I know I had problems at the start espically with kit instructions, "leave it in a warm spot and hope for the best".
I thought it might help some people if various techniques for controlling temp etc were listed... SO
How do you set and control your temp?

I have a fermentation chamber that I set the ambient temperature a couple of degrees lower then required, this allows for the yeast to generate internal heat without raising the temp too high. After about 4/5 days when it has stabilised I increase to the optimum temp for the remainder of fermentation.

Hope this helps any new brewers
Glenn
Beer
1 is good, 2 is better, 3 is enough & 4 isn't half enough

LordEoin


Garry

I use a brew belt controlled by an STC1000. I wrap a duvet around the FV to keep the temperature from fluctuating too much.

For typical ales: I pitch the yeast @ 21-23°C ish. I set the STC1000 to 22°C until I see a krausen on top of the beer (usually 24 hours), then set the STC1000 to 19.5°C for the remainder of fermentation.

Qs

I use a swamp cooler and ice packs.

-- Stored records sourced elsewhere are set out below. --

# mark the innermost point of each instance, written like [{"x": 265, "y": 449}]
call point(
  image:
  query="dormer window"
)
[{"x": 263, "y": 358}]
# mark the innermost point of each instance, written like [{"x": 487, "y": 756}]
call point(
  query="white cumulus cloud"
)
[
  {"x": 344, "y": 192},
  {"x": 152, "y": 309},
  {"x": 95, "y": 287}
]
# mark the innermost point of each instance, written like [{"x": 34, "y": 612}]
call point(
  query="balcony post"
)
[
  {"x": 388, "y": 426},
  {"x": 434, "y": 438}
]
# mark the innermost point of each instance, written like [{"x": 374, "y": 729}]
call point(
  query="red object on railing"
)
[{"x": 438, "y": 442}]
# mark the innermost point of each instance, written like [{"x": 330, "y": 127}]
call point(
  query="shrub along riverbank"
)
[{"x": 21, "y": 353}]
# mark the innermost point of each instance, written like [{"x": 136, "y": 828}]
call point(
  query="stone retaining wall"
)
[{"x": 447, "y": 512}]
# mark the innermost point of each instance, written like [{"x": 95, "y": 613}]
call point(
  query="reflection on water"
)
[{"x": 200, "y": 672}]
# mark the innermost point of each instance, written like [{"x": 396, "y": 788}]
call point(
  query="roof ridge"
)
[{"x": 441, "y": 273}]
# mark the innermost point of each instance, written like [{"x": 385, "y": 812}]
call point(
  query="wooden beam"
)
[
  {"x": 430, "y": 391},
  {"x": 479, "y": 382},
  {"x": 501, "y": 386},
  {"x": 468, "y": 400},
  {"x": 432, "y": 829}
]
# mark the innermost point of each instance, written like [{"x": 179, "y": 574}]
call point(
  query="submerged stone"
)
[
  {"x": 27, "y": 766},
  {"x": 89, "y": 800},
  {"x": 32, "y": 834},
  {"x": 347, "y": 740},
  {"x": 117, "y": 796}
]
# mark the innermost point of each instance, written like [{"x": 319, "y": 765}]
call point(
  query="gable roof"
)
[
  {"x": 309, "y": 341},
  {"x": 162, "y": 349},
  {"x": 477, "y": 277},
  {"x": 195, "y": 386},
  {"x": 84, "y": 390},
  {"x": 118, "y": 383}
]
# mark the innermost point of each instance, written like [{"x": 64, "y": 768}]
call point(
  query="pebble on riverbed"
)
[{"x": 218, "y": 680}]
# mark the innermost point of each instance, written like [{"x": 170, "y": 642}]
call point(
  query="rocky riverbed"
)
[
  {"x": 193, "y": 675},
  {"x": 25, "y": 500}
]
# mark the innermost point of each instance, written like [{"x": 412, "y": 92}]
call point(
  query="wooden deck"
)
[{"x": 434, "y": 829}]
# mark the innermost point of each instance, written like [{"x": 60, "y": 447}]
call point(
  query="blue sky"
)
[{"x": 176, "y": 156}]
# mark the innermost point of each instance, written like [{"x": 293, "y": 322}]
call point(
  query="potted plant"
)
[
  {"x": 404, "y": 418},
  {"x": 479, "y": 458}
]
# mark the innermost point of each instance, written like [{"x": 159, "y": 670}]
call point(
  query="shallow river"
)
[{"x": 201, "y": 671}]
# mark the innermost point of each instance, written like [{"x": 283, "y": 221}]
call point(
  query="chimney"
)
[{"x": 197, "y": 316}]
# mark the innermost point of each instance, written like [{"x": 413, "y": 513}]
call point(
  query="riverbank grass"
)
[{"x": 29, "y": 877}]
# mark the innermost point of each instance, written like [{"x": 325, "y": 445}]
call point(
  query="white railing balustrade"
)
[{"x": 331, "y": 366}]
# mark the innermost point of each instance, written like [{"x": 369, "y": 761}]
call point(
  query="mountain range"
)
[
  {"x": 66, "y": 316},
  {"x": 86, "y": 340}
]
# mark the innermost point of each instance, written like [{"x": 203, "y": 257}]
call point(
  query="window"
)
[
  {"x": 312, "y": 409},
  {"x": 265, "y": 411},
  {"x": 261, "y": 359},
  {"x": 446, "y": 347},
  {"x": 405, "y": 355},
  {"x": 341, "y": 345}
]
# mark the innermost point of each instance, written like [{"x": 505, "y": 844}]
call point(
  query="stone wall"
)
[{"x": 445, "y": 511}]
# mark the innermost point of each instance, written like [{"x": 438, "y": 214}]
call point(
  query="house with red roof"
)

I haven't done any styles that require hotter fermentation temps yet so I'm always looking to keep the temp down at 16-18C and the swamp cooler does a good job of that for me.

cochised

Garry and LordEoin, care to show me how to setup something like that?

Moved house and it is a good bit colder
Have a fridge and brew belt. Am gonna buy an STC-1000 soon  :)

Garry



Kevin O'Roundwood

Time for a stupid question -

If you need to warm your brew but it's in the fridge, isn't the fridge working against you the whole time? Or is the fridge not plugged in but just being used for it's insulation? It's just I noticed the light was on in LordEoin's post in STCs. Am I missing something basic?
Buachaill dána

montofk

The fridge would also contain a heat source, typically a light bulb (in a can to block light), or a heat belt.... When heat is required, the STC switches the fridge off and turns the heat source on. When cool is required vice versa happens. 

Kevin O'Roundwood

Quote from: montofk on November 26, 2014, 01:39:06 PM
The fridge would also contain a heat source, typically a light bulb (in a can to block light), or a heat belt.... When heat is required, the STC switches the fridge off and turns the heat source on. When cool is required vice versa happens. 

ahhhh.... of course.

thanks!

My heat belt is in the courier's van at the moment. Underestimated how sensitive beer is to temperature fluctuations. My wine usually pushes through almost anything, never really had any issues with fermentation sticking in the depths of winter or the heights of summer (even when I lived in a stickily hot flat in London). But beer seems to be a more sensitive soul.... poor fella...

Buachaill dána

DCLavs

I use an aquarium heater in the FV.Thinking on putting the FV in a larger bucket and filling with water then heating that way rather than putting the heater into the beer.